Dans un passage bien connu, Rousseau parle sans équivoque de l’état de nature de l’homme comme d’« un état qui n’existe plus, qui n’a peut-être point existé, qui probablement n’existera jamais ». En admettant que l’état de nature « n’a peut-être point existé », il montre bien que c’est sur une hypothèse utile à sa démonstration qu’il entend s’appuyer, non sur un fait avéré. La plupart des critiques que l’on adresse à Rousseau à propos de l’état de nature s’effondrent d’elles-mêmes dès que l’on comprend que l’état de nature n’est pas pour lui une période historique, mais un modèle théorique.

MONDE&VIE. N’êtes-vous pas surpris de trouver Proudhon et Edouard Berth, auquel me semble-t-il vous avez consacré un livre, « Le socialisme héroïque », parmi les adversaires de Rousseau ? En fait, même s’il existe d’autres lectures, il ne suffit pas d’être de gauche pour être rousseauiste, tout comme il ne suffit pas d’être de droite pour être anti-rousseauiste. Ni droite ni gauche, que reste-t-il à la politique de Rousseau ? Quels principes métapolitiques ? L’écologie ?

ALAIN DE BENOIST : L’anti-rousseauisme de Proudhon et d’Edouard Berth ne sont chez eux que la conséquence de leur hostilité au romantisme. Vous noterez néanmoins que Georges Sorel, que Berth admirait plus encore que Proudhon, ne partageait pas cet avis. En 1907, il reprochait même à Jules Lemaître de ne pas reconnaître « le rôle du génie qui a le plus fortement marqué de son empreinte notre littérature depuis Corneille ». « Jean-Jacques, ajoutait-il, n’est pas plus responsable d’ineptes imitations que Raphaël n’est responsable du style académique ».

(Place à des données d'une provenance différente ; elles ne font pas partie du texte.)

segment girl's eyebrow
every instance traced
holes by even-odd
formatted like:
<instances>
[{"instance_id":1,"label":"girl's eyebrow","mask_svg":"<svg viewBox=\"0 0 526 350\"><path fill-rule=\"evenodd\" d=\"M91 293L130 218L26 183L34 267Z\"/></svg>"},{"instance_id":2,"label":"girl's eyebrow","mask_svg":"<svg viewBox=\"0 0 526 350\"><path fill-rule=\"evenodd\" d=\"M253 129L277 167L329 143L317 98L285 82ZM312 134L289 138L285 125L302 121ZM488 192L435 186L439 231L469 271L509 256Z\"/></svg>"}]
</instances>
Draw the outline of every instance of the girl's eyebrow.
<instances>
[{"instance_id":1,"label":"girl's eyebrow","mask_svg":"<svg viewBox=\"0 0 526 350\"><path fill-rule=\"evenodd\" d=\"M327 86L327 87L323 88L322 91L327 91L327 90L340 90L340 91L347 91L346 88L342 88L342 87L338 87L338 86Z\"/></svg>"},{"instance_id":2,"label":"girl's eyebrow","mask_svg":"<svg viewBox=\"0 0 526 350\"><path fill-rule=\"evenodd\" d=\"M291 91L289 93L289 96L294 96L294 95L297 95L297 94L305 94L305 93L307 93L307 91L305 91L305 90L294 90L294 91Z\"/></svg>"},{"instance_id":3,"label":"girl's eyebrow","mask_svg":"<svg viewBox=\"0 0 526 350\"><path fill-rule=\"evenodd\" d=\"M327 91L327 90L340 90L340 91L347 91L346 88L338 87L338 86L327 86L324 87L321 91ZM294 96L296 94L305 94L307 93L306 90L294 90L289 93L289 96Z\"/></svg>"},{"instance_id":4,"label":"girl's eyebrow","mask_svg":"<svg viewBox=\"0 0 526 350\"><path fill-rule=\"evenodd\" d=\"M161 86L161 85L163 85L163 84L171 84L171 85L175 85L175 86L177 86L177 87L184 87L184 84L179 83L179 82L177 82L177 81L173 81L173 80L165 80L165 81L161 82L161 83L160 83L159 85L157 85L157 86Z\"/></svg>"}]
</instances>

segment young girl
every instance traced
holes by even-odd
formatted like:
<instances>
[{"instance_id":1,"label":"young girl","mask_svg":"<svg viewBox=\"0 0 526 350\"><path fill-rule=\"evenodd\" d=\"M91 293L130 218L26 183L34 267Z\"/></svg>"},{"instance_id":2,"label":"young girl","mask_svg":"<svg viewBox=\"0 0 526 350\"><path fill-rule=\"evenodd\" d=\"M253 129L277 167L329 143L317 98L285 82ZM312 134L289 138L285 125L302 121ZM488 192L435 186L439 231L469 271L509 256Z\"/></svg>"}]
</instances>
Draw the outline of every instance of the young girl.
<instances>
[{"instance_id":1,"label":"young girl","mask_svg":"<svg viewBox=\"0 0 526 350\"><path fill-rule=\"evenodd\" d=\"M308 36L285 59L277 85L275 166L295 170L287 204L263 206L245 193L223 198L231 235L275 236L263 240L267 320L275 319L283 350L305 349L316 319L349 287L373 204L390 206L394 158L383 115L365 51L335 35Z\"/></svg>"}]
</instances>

En qualifiant Rousseau de « conservateur révolutionnaire », j’ai voulu dire qu’il était un moderne antimoderne. Cela le distingue évidemment des contre-révolutionnaires, et je comprends très bien que certains ne supportent pas qu’il ait défendu la souveraineté du peuple. Rousseau n’est évidemment pas un tenant de l’Ancien Régime. C’est un démocrate, mais un démocrate antilibéral, qui annonce la montée de ce qu’on appelle aujourd’hui la « démocratie illibérale ». Sa grande obsession est de faire en sorte que, dans la société, les intérêts particuliers, les intérêts des partis et des factions, ne l’emportent pas sur l’intérêt général et le bien commun. C’est la raison pour laquelle il parle sans cesse de la nation, de la vertu civique et de la patrie. Certes, il a une conception moderne de la patrie (je pense évidemment ici au grand livre de Jean de Viguerie sur Les deux patries), mais c’est aussi ce qui fait son actualité. Le débat qu’il engage pour savoir si l’homme doit d’abord être un homme ou être un citoyen rebondit même de nos jours avec une force singulière. La réponse de Rousseau n’est pas douteuse : « « Il faut opter entre faire un homme ou un citoyen : car on ne peut faire à la fois l’un et l’autre ». La liberté individuelle, pour lui, n’est pas le fait du privé, elle s’affirme dans la sphère publique, où l’individu se mue en citoyen. Ce qui compte, ce ne sont pas les droits de l’homme, mais les droits du citoyen.

Vous me permettrez de conclure avec cette citation : « Toute société partielle, quand elle est étroite et bien unie, s’aliène de la grande. Tout patriote est dur aux étrangers ; ils ne sont qu’hommes, ils ne sont rien à ses yeux. Cet inconvénient est inévitable, mais il est faible. L’essentiel est d’être bon aux gens avec qui l’on vit […] Défiez-vous de ces Cosmopolites qui vont chercher au loin dans leurs livres des devoirs qu’ils dédaignent de remplir autour d’eux ».